Romania had its credit rating maintained by Standard & Poor’s at BB+, one level below investment grade, with a stable outlook, due to the country’s economic growth potential and moderate government debt.
The Balkan nation’s government is likely to continue trimming its budget deficit while a precautionary loan accord with the International Monetary Fund and the European Union will minimize fiscal-slippage risks ahead of a general election in 2012, S&P credit analyst Marko Mrsnik said in a statement today.
“If the government maintains the momentum of its current structural reforms, building a sustained track record of fiscal prudence and maintaining stability in the financial sector, we could raise the ratings,” S&P said in the statement.
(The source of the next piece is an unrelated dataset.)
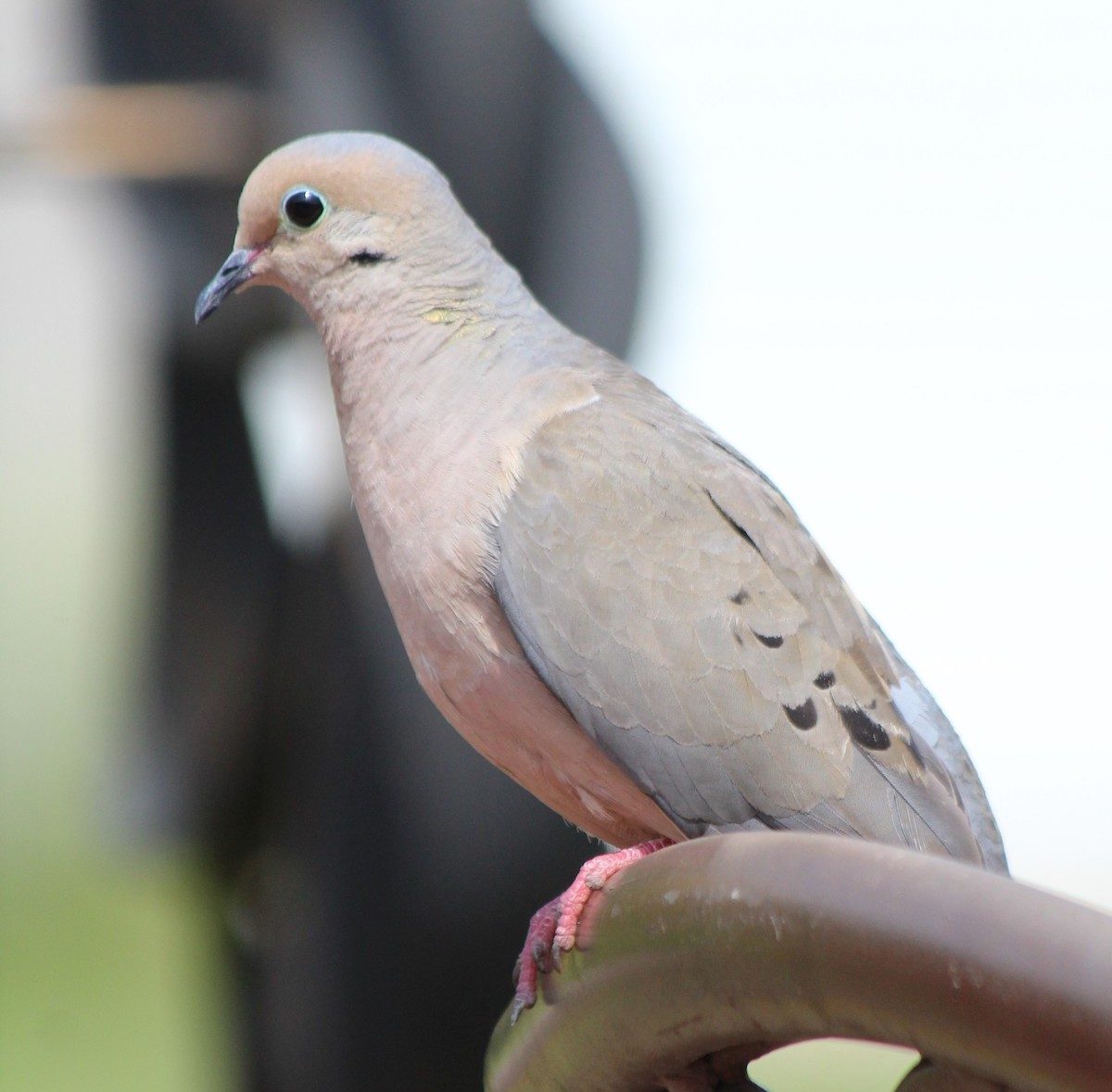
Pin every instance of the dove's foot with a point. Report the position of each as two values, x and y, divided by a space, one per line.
553 929
535 958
Romania, which has taken two international loans from the IMF and the EU since 2009, will probably see an economic expansion this year, after its output shrank for two years, helped by western European demand for the country’s manufacturing products, including Dacia SA cars. The country is getting ready to tap international markets this week for the first time in more than a year to raise funds for its budget deficit, as it stops drawing money from international creditors.
Romania’s leu, the third-best performer this year among more than 20 emerging-market currencies tracked by Bloomberg, fell 0.4 percent to 4.1720 per euro as of 1:15 p.m., while the Bucharest Stock Exchange’s benchmark BET index dropped 0.4 percent to 5540,32.
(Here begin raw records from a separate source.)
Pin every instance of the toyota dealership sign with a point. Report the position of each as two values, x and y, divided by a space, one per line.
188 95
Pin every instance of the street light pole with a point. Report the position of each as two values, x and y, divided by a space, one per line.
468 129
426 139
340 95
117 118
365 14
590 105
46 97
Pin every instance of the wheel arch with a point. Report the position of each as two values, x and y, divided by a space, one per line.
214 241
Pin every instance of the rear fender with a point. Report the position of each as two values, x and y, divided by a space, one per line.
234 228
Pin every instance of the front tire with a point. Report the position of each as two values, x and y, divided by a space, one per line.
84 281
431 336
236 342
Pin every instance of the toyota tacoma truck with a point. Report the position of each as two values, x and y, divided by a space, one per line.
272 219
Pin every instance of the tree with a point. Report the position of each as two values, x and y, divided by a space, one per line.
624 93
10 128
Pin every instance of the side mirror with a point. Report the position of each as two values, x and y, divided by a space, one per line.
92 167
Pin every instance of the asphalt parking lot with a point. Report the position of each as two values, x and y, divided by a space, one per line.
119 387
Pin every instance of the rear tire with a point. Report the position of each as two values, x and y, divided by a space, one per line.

The Balkan nation took a 5 billion-euro ($7.3 billion) precautionary loan from the IMF this year to reassure investors it will maintain fiscal discipline ahead of elections next year and narrow itsbudget deficit to below 3 percent of gross domestic product in 2012.
“The 2011 deficit appears broadly attainable with continued adjustments in social welfare spending and public sector rationalization,” the S&P statement said. “Strengthening economic growth from 2012, if combined with spending prudence, should help to further reduce the deficit. However, we do not expect the government to fully meet its target without supplementary measures, which it may be reluctant to undertake in an election year.”